Zusammenfassung durch Doctrine KI

Sachverhalt
Drei Angeklagte werden wegen Handeltreibens mit Betäubungsmitteln (§§ 29, 29a BtMG), schwerer räuberischer Erpressung (§§ 253, 255, 250 Abs. 2 Nr. 1 StGB), versuchter besonders schwerer räuberischer Erpressung und gefährlicher Körperverletzung (§ 224 StGB) verurteilt. Streitgegenstand ist u.a. die Tatzeitpunktbestimmung und Wirkstoffmenge.

Entscheidungsgründe
Das Urteil wird wegen Rechtsfehlern aufgehoben: Das Landgericht verkennt, dass das Handeltreiben mit Betäubungsmitteln bereits mit dem Telefonat vollendet ist (§ 29 Abs. 1 Nr. 1 BtMG).
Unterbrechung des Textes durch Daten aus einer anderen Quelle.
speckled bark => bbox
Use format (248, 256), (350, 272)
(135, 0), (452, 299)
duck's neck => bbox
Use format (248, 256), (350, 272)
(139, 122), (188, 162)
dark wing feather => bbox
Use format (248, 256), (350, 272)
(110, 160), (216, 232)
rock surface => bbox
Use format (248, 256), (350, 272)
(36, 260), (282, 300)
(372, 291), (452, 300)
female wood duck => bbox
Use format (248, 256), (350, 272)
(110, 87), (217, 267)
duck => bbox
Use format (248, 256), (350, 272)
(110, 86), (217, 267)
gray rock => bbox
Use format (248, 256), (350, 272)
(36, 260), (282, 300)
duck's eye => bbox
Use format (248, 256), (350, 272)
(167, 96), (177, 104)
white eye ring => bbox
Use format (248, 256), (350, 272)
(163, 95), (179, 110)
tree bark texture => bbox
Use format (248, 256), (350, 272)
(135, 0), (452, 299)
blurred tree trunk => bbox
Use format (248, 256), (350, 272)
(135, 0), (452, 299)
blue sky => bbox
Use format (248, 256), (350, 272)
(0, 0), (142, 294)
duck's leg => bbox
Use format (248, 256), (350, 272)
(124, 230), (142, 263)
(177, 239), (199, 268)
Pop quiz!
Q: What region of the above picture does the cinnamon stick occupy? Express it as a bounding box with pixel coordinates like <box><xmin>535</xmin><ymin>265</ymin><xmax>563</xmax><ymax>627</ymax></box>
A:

Die Wirkstoffmenge wurde fehlerhaft geschätzt, insbesondere bei m-CPP. Die Qualifikation des gefährlichen Werkzeugs (§ 250 Abs. 2 Nr. 1 StGB) ist unzureichend begründet. Die Personenverwechslung bei Mittäterschaft ist unbeachtlich (§ 25 Abs. 2 StGB).

Praxishinweis
Bei Betäubungsmittelhandel ist der Tatzeitpunkt frühzeitig mit ernsthaften Kaufverhandlungen anzusetzen. Wirkstoffmengen sind sorgfältig und nachvollziehbar zu ermitteln. Personenverwechslungen im Mittäterschaftskontext führen nicht zum Entfallen der Zurechnung. Qualifikationen erfordern stringent belegte Beweiswürdigung.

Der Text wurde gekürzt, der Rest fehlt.